Kitsap Sports Banquet
I thought Saturday’s banquet honoring area athletes and coaches at the Kitsap Sun Pavilion was a huge success. Area athletic directors came up with a stellar list of candidates and Bremerton Mayor Cary Bozeman was certainly in his element as the master of ceremonies.
Bozeman, who grew up as a foster child, talked about how coaches had been such a positive influence on his life and he delivered an inspirational talk about leadership. You don’t have to agree with everything he’s done, but you have to admit that the man has vision, is passionate about what he believes in and he’s getting things done.
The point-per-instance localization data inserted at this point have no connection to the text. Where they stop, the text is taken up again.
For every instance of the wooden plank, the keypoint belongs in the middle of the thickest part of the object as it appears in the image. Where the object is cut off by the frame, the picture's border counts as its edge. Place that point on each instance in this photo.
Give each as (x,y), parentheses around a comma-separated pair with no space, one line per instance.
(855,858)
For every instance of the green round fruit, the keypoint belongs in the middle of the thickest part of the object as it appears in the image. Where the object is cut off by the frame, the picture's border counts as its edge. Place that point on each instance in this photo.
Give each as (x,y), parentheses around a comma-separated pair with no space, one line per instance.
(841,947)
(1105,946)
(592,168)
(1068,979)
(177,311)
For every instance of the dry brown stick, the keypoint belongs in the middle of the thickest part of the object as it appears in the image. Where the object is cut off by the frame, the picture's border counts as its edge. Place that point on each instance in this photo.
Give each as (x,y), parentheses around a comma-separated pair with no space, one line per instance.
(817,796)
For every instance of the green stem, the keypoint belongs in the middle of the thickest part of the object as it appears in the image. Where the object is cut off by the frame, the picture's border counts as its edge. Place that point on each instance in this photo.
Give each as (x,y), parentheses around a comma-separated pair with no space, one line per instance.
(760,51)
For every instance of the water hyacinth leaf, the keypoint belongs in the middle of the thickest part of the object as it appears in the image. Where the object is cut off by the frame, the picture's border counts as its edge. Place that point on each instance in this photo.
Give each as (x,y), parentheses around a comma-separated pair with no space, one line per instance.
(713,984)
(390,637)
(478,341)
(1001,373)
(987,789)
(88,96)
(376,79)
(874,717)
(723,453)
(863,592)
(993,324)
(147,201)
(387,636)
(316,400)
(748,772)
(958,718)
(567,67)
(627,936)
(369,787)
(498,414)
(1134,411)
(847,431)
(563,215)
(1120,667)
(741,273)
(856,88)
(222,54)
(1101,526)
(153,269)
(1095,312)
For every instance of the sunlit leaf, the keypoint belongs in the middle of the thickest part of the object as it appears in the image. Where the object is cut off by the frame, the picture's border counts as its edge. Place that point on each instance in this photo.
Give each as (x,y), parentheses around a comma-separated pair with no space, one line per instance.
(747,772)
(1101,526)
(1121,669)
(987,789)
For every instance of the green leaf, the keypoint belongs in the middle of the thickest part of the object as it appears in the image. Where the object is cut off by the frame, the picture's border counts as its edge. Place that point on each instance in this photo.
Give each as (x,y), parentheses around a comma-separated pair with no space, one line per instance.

He broke down his leadership talk into eight parts. No. 1 was the most important: Hang around smart people. Seek ’em out. Listen to them. Really listen to them. Good advice.
The fourth-year collegiate baseball team is on a roll. After stumbling out of the blocks 0-6, they’ve won eight of their last nine games as they head into a six-game homestand against Moses Lake and Kelowna, B.C.
After three years of being primarily a pitching-dominated team, the BlueJackets are doing it with their bats right now. Kitsap’s hitting .284. They’re averaging over seven runs a game, scoring 10 or more in four of their past six games. Opponents, incidentally, are hitting .297 against Kitsap pitching so the possibility of a high-scoring game is pretty good when you head out to the ball yard.
And if offense doesn’t turn you on, there’s always the Burrito Batter. The BlueJackets designate an opposing player the Burrito Batter at every home game. If that batter strikes out, all fans get a free burrito at Taco Bell by showing their ticket.
Did you know Seattle’s Willie Bloomquist has gone 78 games without getting an extra base hit? The unofficial record, according to baseball sleuths, is 100 games, set by Greg Gross 1988-99 while with the Phillies and Astros. The record for at-bats without getting an extra base hit in a season is 124 by Dwain Anderson in 1973 with the Cardinals and Padres. Willie’s had 84 at bats this season with 21 singles for a .250 average.
He doesn’t have a lot of power, but it doesn’t mean the South Kitsap grad isn’t a valuable player. Jeremy Reed only has four extra base hits in 79 at bats, but he’s hitting .304. I’d argue that the energy of those two guys had as much to do with the M’s winning six of nine games on their recent road trip as any position player on the team, with the possible exception of Adrian Beltre.